By E. Randolph Daniel Copyright 2011
    374 Pages
    by Routledge

    In the articles included in this collection, Professor Daniel argues that Abbot Joachim of Fiore was a disciple of Bernard of Clairvaux whose tertius status was reformist, not millenialist. Like the other reformists, Gerhoch of Reichersberg and Hildegard of Bingen, Joachim looked forward to the coming of a thoroughly reformed, holy church to be achieved in the near future by reform of the episcopate and the clergy. The status of the Holy Spirit was the culmination of the preceding status, not a radically new beginning. Apocalypticism in both its reformist and in its imperialist versions was part of the mainstream, despite the efforts of the schoolmen to suppress it. The author also sheds significant new light on apocalyptic thinking in the mid-fourteenth century with a thorough analysis of Henry of Kirkstede's vade mecum, Cambridge Corpus Christi 404 and his first edition of Henry's De antichristo et de fine mundi. This study, and three others, are published here for the first time.
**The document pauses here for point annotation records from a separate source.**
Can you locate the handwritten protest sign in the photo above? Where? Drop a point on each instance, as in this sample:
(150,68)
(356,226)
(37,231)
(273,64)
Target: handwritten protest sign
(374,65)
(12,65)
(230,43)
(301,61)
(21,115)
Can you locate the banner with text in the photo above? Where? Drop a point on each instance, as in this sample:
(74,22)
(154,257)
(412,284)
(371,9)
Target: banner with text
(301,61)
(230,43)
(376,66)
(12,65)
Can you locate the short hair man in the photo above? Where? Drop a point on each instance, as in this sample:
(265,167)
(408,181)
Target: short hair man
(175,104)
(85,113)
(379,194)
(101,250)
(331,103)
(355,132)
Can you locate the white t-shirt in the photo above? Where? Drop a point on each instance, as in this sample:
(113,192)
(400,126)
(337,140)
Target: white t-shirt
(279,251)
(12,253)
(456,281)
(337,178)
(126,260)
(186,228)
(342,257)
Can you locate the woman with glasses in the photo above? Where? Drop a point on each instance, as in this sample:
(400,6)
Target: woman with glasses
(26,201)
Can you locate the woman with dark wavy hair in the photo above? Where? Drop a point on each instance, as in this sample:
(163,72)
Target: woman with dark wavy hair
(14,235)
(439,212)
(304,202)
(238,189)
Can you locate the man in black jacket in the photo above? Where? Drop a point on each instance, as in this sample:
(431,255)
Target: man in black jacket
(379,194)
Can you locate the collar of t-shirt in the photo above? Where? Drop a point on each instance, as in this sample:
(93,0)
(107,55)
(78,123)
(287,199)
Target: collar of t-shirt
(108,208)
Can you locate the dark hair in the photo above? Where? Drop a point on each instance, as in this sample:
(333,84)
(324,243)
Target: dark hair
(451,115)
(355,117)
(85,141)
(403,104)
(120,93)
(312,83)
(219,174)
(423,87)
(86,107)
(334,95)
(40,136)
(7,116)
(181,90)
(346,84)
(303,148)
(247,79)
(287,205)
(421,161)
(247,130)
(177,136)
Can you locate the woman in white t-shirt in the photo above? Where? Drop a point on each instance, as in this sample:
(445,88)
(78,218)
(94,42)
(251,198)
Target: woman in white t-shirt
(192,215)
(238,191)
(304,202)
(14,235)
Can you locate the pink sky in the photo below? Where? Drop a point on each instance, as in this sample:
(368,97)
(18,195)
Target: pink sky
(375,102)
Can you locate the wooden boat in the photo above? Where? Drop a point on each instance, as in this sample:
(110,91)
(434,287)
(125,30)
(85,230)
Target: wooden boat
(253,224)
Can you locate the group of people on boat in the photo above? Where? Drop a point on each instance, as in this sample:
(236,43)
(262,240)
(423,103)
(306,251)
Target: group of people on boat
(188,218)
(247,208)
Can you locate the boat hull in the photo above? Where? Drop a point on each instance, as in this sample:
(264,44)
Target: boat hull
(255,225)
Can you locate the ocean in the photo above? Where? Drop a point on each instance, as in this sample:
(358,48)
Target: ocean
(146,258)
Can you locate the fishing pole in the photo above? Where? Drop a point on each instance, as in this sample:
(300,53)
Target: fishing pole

    Contents: Introduction; Joachim of Fiore: new editions and studies; The double procession of the Holy Spirit in Joachim of Fiore's understanding of history; Abbot Joachim of Fiore: the De ultimis tribultationibus; Joachim of Fiore: patterns of history in the Apocalypse; A new understanding of Joachim: the concords, the exile and the exodus; Abbot Joachim of Fiore and the conversion of the Jews; Double Antichrists or antichrists: Abbot Joachim of Fiore; Heresy and Abbot Joachim of Fiore; A re-examination of the origins of Franciscan Joachitism; The manuscripts of the Liber de Concordia and early Joachimism; Apocalyptic conversion: the Joachite alternative to the crusades; Reformist apocalypticism and the Friars Minor; Reformers or revolutionaries? Sabatier, Francis and Joachim; St Bonaventure's debt to Joachim; Symbol or model? St Bonaventure's use of St Francis; English Joachimism, 1300-1500: the Columbinus prophecy (with Kathryn Kerby-Fulton); Henry of Kirkstede's De antichristo et de fine mundi; Medieval apocalypticism, millennialism and violence; Index.

    Biography

    E. Randolph Daniel is a is professor emeritus of the University of Kentucky, where he taught Medieval History.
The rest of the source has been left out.